Who was Olympios?

He was 26, and he was only getting started. Efstathios Olympios Tsiflidis, who DJed and produced as Olympios, built a sound that Greek techno had been waiting for: hypnotic, textured, heavy on mood, the kind of records that work at 3am and still say something on headphones the next morning. His debut EP, Adventus, landed on Renegade Methodz and announced a producer with real ideas about space and tension, not just drive. He followed it with Everlast and a Vault Sessions mix that carried his name well past Athens.

The bookings were starting to match the music. He played Tresor in Berlin, a room that does not hand its booth to just anyone, along with TILLATEC in Amsterdam and the Principal Club in Thessaloniki. For a young Greek artist, that is the path: build at home, earn the rooms abroad, come back bigger. He was on it.

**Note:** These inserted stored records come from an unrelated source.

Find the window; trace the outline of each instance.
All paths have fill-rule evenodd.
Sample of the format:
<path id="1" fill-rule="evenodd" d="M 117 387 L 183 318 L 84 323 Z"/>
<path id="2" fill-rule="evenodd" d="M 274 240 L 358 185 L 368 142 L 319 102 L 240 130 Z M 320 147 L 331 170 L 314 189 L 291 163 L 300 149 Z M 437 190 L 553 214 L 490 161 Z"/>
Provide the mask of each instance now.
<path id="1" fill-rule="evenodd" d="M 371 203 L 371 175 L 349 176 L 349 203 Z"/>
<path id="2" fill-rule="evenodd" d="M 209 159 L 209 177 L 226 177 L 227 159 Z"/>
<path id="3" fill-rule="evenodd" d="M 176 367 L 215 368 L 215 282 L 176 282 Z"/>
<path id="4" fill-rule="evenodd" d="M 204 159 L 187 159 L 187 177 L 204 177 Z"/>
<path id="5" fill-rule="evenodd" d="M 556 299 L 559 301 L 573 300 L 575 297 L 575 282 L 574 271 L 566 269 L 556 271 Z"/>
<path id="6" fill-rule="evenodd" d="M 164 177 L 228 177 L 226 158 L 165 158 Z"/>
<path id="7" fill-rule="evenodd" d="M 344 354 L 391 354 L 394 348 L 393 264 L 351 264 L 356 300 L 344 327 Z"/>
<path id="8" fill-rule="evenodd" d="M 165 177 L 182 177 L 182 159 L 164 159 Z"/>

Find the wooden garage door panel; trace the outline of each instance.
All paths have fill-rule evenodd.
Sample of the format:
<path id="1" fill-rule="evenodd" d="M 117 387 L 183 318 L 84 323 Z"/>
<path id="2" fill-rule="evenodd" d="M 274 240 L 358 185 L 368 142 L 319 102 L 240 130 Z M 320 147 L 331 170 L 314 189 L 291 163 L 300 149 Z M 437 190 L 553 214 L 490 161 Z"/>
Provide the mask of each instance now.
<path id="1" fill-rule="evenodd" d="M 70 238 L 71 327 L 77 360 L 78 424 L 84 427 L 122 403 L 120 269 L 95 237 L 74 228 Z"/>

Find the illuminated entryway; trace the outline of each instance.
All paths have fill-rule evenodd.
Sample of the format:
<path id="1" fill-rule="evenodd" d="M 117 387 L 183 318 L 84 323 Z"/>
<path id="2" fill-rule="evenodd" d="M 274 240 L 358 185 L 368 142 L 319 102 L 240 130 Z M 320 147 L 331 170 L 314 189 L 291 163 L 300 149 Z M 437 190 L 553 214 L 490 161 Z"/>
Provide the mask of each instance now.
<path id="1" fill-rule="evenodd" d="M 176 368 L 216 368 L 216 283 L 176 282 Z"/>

What do we know about his death?

The facts, as set out by Greek authorities and reported by Resident Advisor and the Greek press, are stark. On 10 June, Olympios and his mother, Maria, 54, were found dead inside a villa in Longos, a coastal village in the country's west. A 65-year-old man, described as Maria's long-term partner, has been charged with both killings. He remains in custody and denies responsibility. Investigators have pointed to the absence of any sign of a forced entry or a third person at the scene, and the case is still open while forensic work continues.

We are going to leave the rest of the detail to the courts, where it belongs. What matters here is who the scene lost.

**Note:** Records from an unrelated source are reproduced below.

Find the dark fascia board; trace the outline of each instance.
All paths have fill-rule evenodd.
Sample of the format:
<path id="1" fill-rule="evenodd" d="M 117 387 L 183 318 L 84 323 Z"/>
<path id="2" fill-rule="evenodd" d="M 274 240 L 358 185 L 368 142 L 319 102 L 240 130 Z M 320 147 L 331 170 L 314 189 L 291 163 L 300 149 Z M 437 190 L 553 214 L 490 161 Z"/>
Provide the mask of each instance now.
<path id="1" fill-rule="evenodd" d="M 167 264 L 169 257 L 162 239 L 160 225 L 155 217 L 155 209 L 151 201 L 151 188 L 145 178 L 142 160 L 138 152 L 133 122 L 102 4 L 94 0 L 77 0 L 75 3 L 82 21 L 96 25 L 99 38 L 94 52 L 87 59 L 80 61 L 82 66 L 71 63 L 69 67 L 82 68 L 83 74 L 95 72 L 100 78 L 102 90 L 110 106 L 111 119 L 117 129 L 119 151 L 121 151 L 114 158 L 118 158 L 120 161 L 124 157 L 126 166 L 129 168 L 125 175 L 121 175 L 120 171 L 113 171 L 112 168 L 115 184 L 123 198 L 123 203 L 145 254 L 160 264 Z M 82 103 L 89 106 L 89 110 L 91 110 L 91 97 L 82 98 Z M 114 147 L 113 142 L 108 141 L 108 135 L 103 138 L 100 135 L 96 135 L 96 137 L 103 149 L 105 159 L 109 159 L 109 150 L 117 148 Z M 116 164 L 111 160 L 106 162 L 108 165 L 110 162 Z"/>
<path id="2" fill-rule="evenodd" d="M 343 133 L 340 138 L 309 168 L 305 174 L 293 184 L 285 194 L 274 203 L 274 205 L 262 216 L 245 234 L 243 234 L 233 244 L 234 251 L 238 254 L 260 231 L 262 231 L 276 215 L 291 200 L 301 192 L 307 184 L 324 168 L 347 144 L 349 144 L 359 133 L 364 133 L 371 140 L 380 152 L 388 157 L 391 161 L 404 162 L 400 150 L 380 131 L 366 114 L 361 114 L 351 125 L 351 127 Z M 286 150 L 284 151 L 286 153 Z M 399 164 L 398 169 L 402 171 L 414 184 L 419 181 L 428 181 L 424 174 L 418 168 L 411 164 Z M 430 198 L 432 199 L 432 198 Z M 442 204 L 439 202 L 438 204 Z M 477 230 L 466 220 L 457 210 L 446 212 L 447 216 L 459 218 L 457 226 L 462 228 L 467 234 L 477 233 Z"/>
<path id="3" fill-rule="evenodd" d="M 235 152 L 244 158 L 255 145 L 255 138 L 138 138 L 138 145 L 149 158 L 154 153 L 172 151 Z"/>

Why does it hit the techno world so hard?

Techno is a small world that pretends to be a big one. Names travel fast, the circuit is tight, and a 26-year-old who had just started playing the rooms everyone aspires to is exactly the kind of artist the next ten years were supposed to belong to. Losing him, and in these circumstances, is the sort of news that stops a label group chat cold.

A beautiful, romantic, melancholic soul, is how Endlec, who runs Renegade Methodz, put it, asking people to keep his memory alive through the music.

That is the only fitting response. Pull up Adventus. Play it loud.